ManpowerGroup is a global workforce-solutions provider operating in ~75 countries through its Manpower, Experis and Talent Solutions brands, offering contingent staffing, permanent recruitment, RPO/MSP, outplacement and upskilling via its PowerSuite HR technology. The business is highly branch- and franchise-driven, places hundreds of thousands of workers daily, and is cyclical and working-capital intensive (DSO in the low‑50s). Recent filings show revenues weakened (2024 services revenue down ~5.6%), gross-margin compression and a portfolio shift toward higher-value outsourcing and digital offerings, while 2024 cost actions improved operating profit even as Q2 2025 reflected impairments and restructuring-driven losses.
Given the company’s model and recent results, incentive pay is likely weighted toward short‑term performance metrics tied to revenue/gross profit from staffing and higher‑margin outsourcing (Experis, RPO/MSP) and to cost‑control outcomes (restructuring targets, S&A reductions).

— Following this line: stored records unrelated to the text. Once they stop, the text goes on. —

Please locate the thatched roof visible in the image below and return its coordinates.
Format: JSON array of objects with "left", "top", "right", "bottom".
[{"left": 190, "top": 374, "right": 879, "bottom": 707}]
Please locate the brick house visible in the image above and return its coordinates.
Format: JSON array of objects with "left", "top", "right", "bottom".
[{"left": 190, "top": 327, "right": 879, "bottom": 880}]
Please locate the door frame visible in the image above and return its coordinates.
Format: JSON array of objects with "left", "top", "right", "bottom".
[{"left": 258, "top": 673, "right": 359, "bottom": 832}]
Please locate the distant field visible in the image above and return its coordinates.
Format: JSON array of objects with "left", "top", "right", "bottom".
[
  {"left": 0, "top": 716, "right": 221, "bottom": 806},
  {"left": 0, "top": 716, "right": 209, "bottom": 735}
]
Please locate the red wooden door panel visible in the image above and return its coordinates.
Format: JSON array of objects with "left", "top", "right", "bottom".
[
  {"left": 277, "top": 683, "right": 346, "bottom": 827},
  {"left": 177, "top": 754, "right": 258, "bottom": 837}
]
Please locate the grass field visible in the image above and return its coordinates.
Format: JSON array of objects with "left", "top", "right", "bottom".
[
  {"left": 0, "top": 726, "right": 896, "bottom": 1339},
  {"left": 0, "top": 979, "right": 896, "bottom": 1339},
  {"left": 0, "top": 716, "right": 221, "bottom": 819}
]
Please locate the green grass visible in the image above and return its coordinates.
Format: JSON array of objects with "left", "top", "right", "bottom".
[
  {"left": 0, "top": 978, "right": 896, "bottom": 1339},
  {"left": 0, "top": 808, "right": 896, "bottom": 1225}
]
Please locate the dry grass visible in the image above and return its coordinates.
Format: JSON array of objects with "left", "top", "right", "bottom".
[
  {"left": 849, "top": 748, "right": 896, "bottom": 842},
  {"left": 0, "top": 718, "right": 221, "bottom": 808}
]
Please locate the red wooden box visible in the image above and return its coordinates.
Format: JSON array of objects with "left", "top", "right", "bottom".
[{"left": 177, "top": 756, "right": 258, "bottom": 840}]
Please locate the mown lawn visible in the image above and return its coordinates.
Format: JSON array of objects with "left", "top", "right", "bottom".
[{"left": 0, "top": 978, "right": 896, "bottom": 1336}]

Long‑term awards for senior management are expected to emphasize cash‑flow and balance‑sheet metrics (free cash flow, Net Debt/EBITDA, covenant headroom) and strategic goals such as growth of digital products (PowerSuite), client retention, and global expansion into high-growth APAC/Latin markets. Typical staffing‑industry elements — placement commissions, bonuses for permanent recruitment, and equity grants that vest on multi‑year performance — will coexist with downside protections tied to legal/regulatory exposures and goodwill/impairment risk noted in the filings. The company’s active share repurchases and regular dividends also create opportunity and pressure to align equity comp with absolute and relative TSR.
Insider trading activity should be watched for timing around cyclical inflection points (quarterly results, regional demand shifts) and material events (impairments, restructurings, large client wins/losses, refinancing of euro notes due 2026/27). Working‑capital swings (DSO extended to the mid‑50s, large receivables) and the seasonal Q2 peak in cash needs increase the chance that insiders trade around liquidity or covenant updates; buybacks and dividends ($140.9M repurchases, $145.8M dividends in 2024) also provide liquidity windows for insider sales. Regulatory and disclosure constraints (SEC Section 16 reporting, blackout periods, Rule 10b5‑1 plans) apply broadly, while local employment laws and franchise/branch structures can give regional managers early visibility into demand — a potential driver of staggered, geography‑timed insider transactions.